Today is a day for remembrance. Some people remember 9/11 with nostalgia as a day when Americans came together. Some remember it with cynicism and indifference. I remember it as a surreal day when raw emotions overruled rational thought.
The attacks occurred my freshman year on a Tuesday. I remember because I had a psychology discussion that morning — funny what you remember on days like these. I had just left the shower and was walking down the hall when my RA broke the news.
“Did you hear?” he asked, his eyes wider and more enthusiastic than normal.
“Hear what?” I asked.
“Someone crashed a plane into one of the Twin Towers,” he explained before leaving for class.
I hurried to the end of the hall and poked my head into the room across from mine. Four to five guys living in my hall huddled around the TV.
“Oh god, what’s going on now?” I asked, groaning. I believed it was the latest in string of TWA crashes in the 1990s.
The news said otherwise.
The hypnotic footage of the planes crashing again and again drew me into a morbid malaise, but I snapped out of it after a few minutes and went to my room to get ready for class.
The clearest sky I’d seen in a long time greeted me outside. I remember how clear it was because I kept staring out of fear a plane might swoop down like some dragon breathing fire down on all of us. Fortunately the sky was blessedly free of flying objects.
People on the sidewalks and streets seemed to mill around rather than walk with a purpose.
Emotions on their faces ranged from fear to anger, but each grimace coupled those feelings with confusion. We were all confused. Why would someone do this to America?
Rumors, numbers, and explanations filled the air much the way students fill the streets whenever large lectures let out.
I heard the names Hussein and bin Laden tossed around as possible suspects. Fatalities from the attacks ranged from a few thousand to the hundreds of thousands, depending on who you asked at the moment. Some blamed Israel, others Iraq, but no one knew if the attacks had ended or would continue. I was afraid to walk around in public for the first time in my life.
I arrived to class just as discussion started. The attacks were the only things we could talk about. Our TA asked how we felt. I told her, “I don’t feel comfortable in a government building.” Most of the class seemed to share my sentiment, and the TA dismissed class.
I walked down to the IMU. A large crowd gathered around the big-screen TV. We saw world reactions to the event. Most showed support; the one exception came from footage from Palestinian refugee camps. People in them cheered. I still remember one woman praising the attacks and how my blood boiled to hear it.
Anger gave way to fear as coverage shifted back to New York. I thought of my step-sisters living there. I wondered how close they were to Ground Zero. I overheard a girl desperately trying to contact her father, who worked at the Trade Center.

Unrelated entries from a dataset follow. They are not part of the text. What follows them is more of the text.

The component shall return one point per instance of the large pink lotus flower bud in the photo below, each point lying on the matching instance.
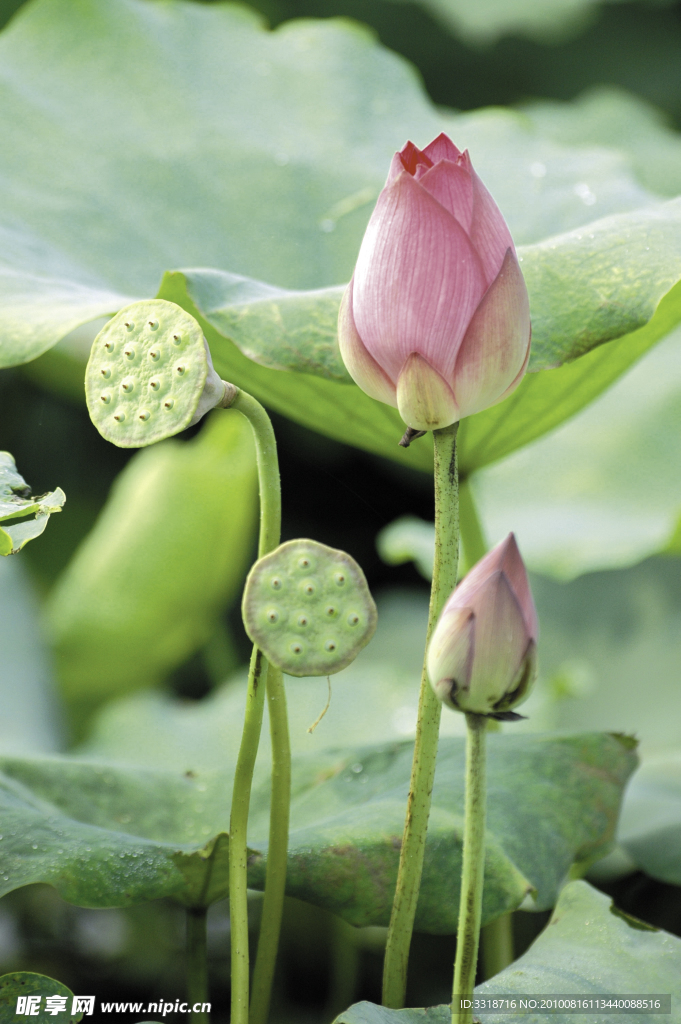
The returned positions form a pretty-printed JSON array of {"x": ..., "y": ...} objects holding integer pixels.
[
  {"x": 435, "y": 321},
  {"x": 481, "y": 655}
]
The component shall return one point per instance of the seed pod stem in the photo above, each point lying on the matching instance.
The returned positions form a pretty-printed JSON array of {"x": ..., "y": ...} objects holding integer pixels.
[{"x": 270, "y": 525}]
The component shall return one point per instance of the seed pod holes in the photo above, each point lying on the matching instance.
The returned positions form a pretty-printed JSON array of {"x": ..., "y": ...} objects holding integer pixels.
[
  {"x": 137, "y": 354},
  {"x": 320, "y": 625}
]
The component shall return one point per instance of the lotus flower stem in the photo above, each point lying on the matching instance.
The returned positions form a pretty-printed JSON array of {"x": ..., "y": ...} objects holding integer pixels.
[
  {"x": 270, "y": 522},
  {"x": 427, "y": 730},
  {"x": 497, "y": 945},
  {"x": 472, "y": 873},
  {"x": 472, "y": 536},
  {"x": 197, "y": 963}
]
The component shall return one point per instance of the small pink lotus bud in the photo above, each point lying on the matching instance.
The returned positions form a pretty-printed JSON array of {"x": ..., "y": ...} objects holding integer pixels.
[
  {"x": 481, "y": 656},
  {"x": 435, "y": 321}
]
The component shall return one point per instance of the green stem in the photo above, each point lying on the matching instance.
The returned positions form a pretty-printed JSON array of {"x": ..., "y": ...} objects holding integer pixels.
[
  {"x": 472, "y": 872},
  {"x": 272, "y": 906},
  {"x": 497, "y": 945},
  {"x": 427, "y": 729},
  {"x": 268, "y": 478},
  {"x": 270, "y": 524},
  {"x": 472, "y": 536},
  {"x": 197, "y": 963}
]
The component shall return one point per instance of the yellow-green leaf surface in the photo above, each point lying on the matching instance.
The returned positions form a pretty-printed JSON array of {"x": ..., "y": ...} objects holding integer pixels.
[
  {"x": 589, "y": 948},
  {"x": 262, "y": 159},
  {"x": 16, "y": 503},
  {"x": 168, "y": 553},
  {"x": 650, "y": 827},
  {"x": 112, "y": 835}
]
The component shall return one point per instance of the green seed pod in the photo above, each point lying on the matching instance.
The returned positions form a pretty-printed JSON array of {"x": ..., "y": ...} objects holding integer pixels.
[
  {"x": 150, "y": 375},
  {"x": 308, "y": 608},
  {"x": 169, "y": 552}
]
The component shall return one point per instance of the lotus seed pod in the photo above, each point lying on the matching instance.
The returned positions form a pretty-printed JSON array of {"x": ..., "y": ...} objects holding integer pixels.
[
  {"x": 150, "y": 375},
  {"x": 308, "y": 608}
]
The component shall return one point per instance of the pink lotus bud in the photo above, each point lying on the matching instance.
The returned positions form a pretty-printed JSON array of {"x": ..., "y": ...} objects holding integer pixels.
[
  {"x": 435, "y": 321},
  {"x": 481, "y": 655}
]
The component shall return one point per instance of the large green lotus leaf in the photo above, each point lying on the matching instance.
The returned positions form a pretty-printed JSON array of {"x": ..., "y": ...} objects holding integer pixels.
[
  {"x": 110, "y": 835},
  {"x": 16, "y": 503},
  {"x": 601, "y": 492},
  {"x": 168, "y": 553},
  {"x": 650, "y": 826},
  {"x": 562, "y": 330},
  {"x": 31, "y": 719},
  {"x": 598, "y": 493},
  {"x": 286, "y": 202},
  {"x": 589, "y": 948}
]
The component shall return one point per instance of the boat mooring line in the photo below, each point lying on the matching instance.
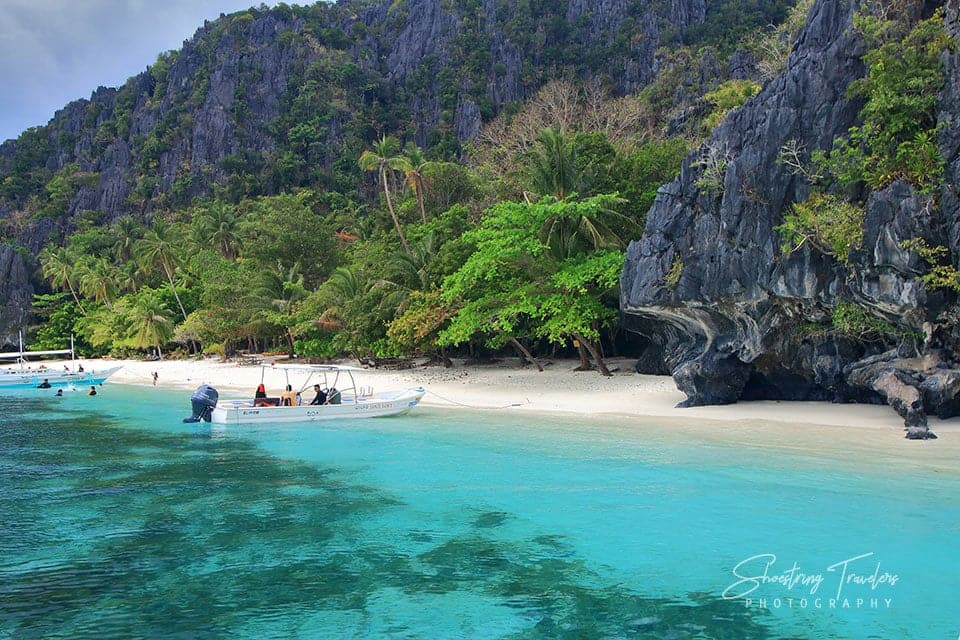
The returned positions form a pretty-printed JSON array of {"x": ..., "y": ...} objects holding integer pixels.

I still don’t know if she ever reached him.
The terrorist attacks were on everyone’s minds in Russian class. The teacher entered and solemnly told us about the attacks and how she believed it was Saddam Hussein’s work. Hussein as mastermind wasn’t the laughable concept it is now. No one knew who was behind it then. No one knew anything.
The emotional roller coaster rode through a candlelight vigil the university arranged on the Pentacrest that night. Most people spoke comforting words, but again emotions shifted violently when someone blamed America’s support for Israel. Some time passed before we all regained our composure.
Some details from that day are clearer than others. I remember more emotions than facts, perhaps because it was an emotional day, rather than a rational one.